Abstract
Ceritinib produces durable responses in heavily pretreated patients who progressed on crizotinib.
Major finding: Ceritinib produces durable responses in heavily pretreated patients who progressed on crizotinib.
Concept: Ceritinib shows activity in patients with brain metastases and has manageable tolerability.
Impact: Ceritinib warrants further clinical investigation in patients with ALK-rearranged NSCLC.

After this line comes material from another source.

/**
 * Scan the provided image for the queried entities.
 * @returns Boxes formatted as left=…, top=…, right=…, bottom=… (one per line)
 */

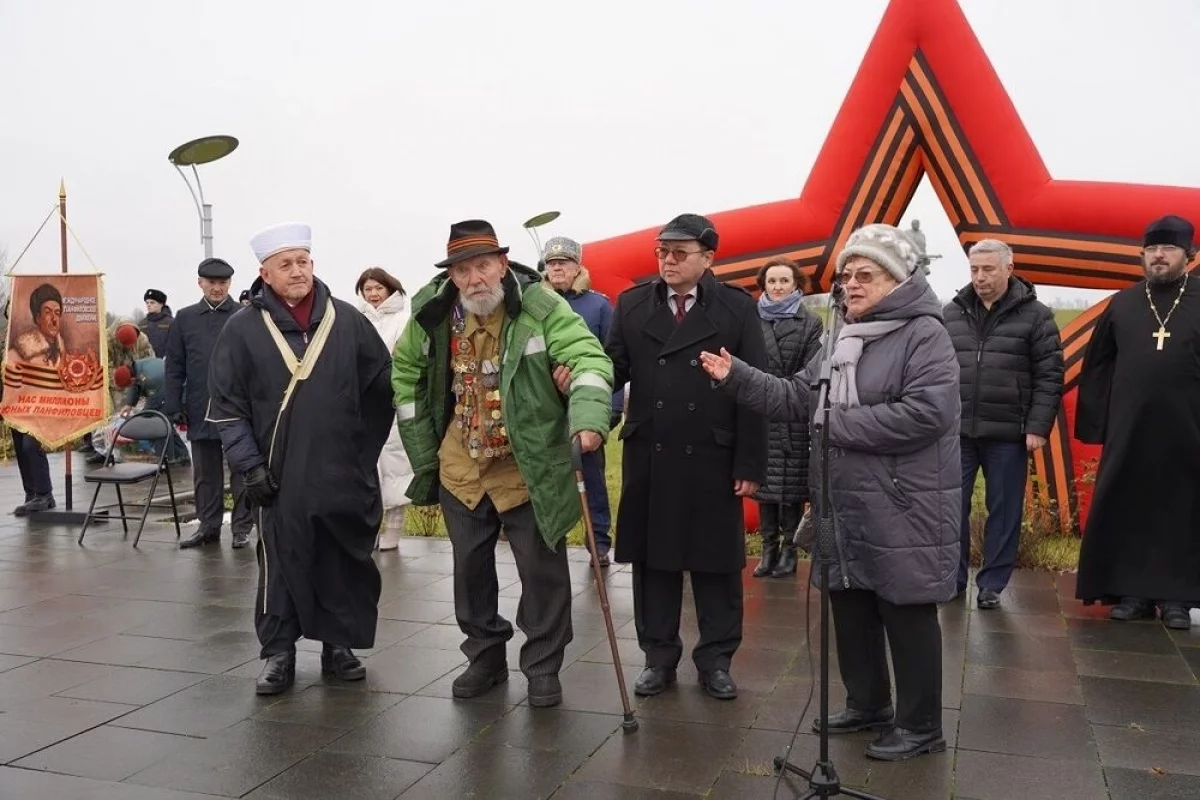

Rearrangements in anaplastic lymphoma receptor tyrosine kinase (ALK) occur in approximately 2% to 7% of patients with non–small-cell lung cancer (NSCLC), and 30% to 50% of these patients develop brain metastases. Targeted therapy with the ALK inhibitor crizotinib has proven effective. However, patients eventually develop acquired resistance and experience disease progression, and alternative drugs to overcome crizotinib resistance are being investigated; these alternatives include ceritinib, which is also an ALK inhibitor and can penetrate across the blood–brain barrier. In a single-arm, open-label phase II trial (ASCEND-2), Crinò and colleagues investigated the safety and efficacy of ceritinib in 140 heavily pretreated patients with ALK-rearranged NSCLC, all of whom had progressed on crizotinib. The primary endpoint was overall response rate, and secondary end points included disease control rate, response duration, and progression-free survival. The overall response rate was 38.6%, and the disease control rate was 77.1%. Responses were durable, with a median response duration of 9.7 months. Further, intracranial responses were evaluated in 20 patients with brain metastases, and 45% showed an objective intracranial response. Adverse events resulted in treatment discontinuation in 7.9% of patients; grade 3/4 adverse events occurred in 71.4% of patients and serious adverse events occurred in 40.7% of patients. The global quality of life score did not decrease during treatment. Taken together, these findings indicate that ceritinib has an acceptable safety profile and durable antitumor activity in patients with ALK-rearranged NSCLC who progressed on chemotherapy and crizotinib, including those patients with brain metastases. In addition, these results demonstrate that treatment with alternative ALK inhibitors may be beneficial even in patients who develop resistance to crizotinib.